Specificity Assay with Different Cell Lines

Jurkat E6.1, Ramos, and CA46 cells were prepared by washing three times with 3 mL HyClone RPMI-1640 (+25 mM HEPES + l-glutamine) medium prior to aptamer binding to the cells. All sequences were prepared at an initial concentration of 200 nM from 1 μM sub-stock solutions in 10 mM tris-HCl, pH = 8.4, and 6 mM MgCl2. Aptamers and cells were first mixed; then 200 nM of each construct in tris-HCl (10 mM, pH = 8.4, and 6 mM MgCl2) was folded at 95 °C for 5 min and then transferred to 25 °C for 30 min.

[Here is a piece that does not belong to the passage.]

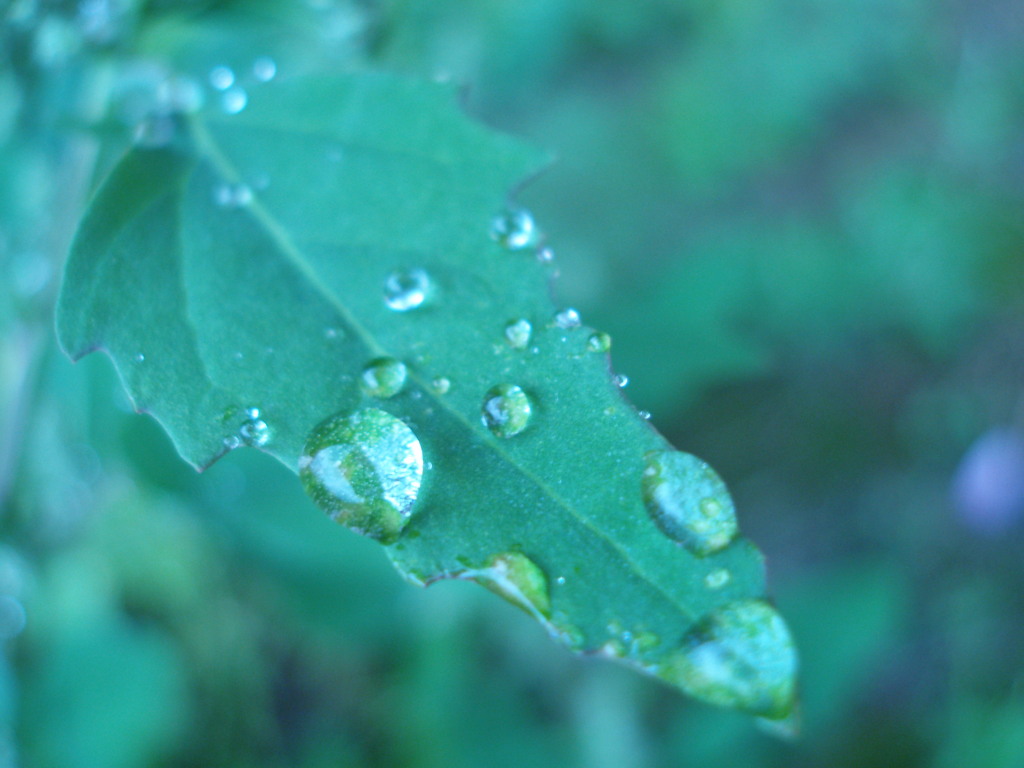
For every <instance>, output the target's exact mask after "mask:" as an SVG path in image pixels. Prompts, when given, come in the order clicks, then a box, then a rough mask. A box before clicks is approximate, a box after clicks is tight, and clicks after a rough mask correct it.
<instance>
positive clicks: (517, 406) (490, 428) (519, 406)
mask: <svg viewBox="0 0 1024 768" xmlns="http://www.w3.org/2000/svg"><path fill="white" fill-rule="evenodd" d="M532 413H534V408H532V406H531V403H530V401H529V397H528V396H527V395H526V393H525V392H523V391H522V389H521V388H520V387H518V386H516V385H515V384H499V385H498V386H495V387H492V388H490V389H488V390H487V393H486V394H485V395H484V396H483V408H482V409H481V419H482V421H483V425H484V426H485V427H486V428H487V429H489V430H490V431H492V432H493V433H494V434H496V435H497V436H499V437H512V436H514V435H517V434H519V433H520V432H522V430H524V429H525V428H526V426H527V425H528V424H529V420H530V417H531V416H532Z"/></svg>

After folding, 75 μL of each construct sample were mixed with 75 μL containing 1 × 105 of each cell line in the CSB to give a final concentration of 100 nM for the ARTS constructs and 500 μM for ATP (5 μL from a stock solution of 100 mM) in a total volume of 150 μL. An equal volume of the buffer was added to the sample that served as a control without ATP. Binding of each aptamer was analyzed using flow cytometry by counting 5000 events. As a positive control, Jurkat E6.1 cells were incubated with 5 μL of 25 μg/mL anti-hCD3ε antibody (PE-conjugated Mouse IgG1, R&D Systems) or 2 μL of 200 μg/mL isotype control (PE Mouse IgG1, κ, BD Biosciences) for 30 min on ice, followed by a one-time wash with 2 mL of RPMI-1640 medium and reconstitution in 250 μL of RPMI-1640 medium. As a negative control, Ramos and CA46 cell lines were incubated with 5 μL of 25 μg/mL anti-hCD3ε antibody (PE-conjugated Mouse IgG1, R&D Systems) or 2 μL of 200 μg/mL isotype control (PE Mouse IgG1, κ, BD Biosciences) for 30 minutes on ice, followed by a one-time wash with 2 mL of RPMI-1640 medium and reconstitution in 250 μL of RPMI-1640 medium. Binding events were monitored in FL1 green (515–545 nm) for the aptamer and in FL2 yellow (565–605; 564–606 nm) for the antibody, counting 5000 events using flow cytometry.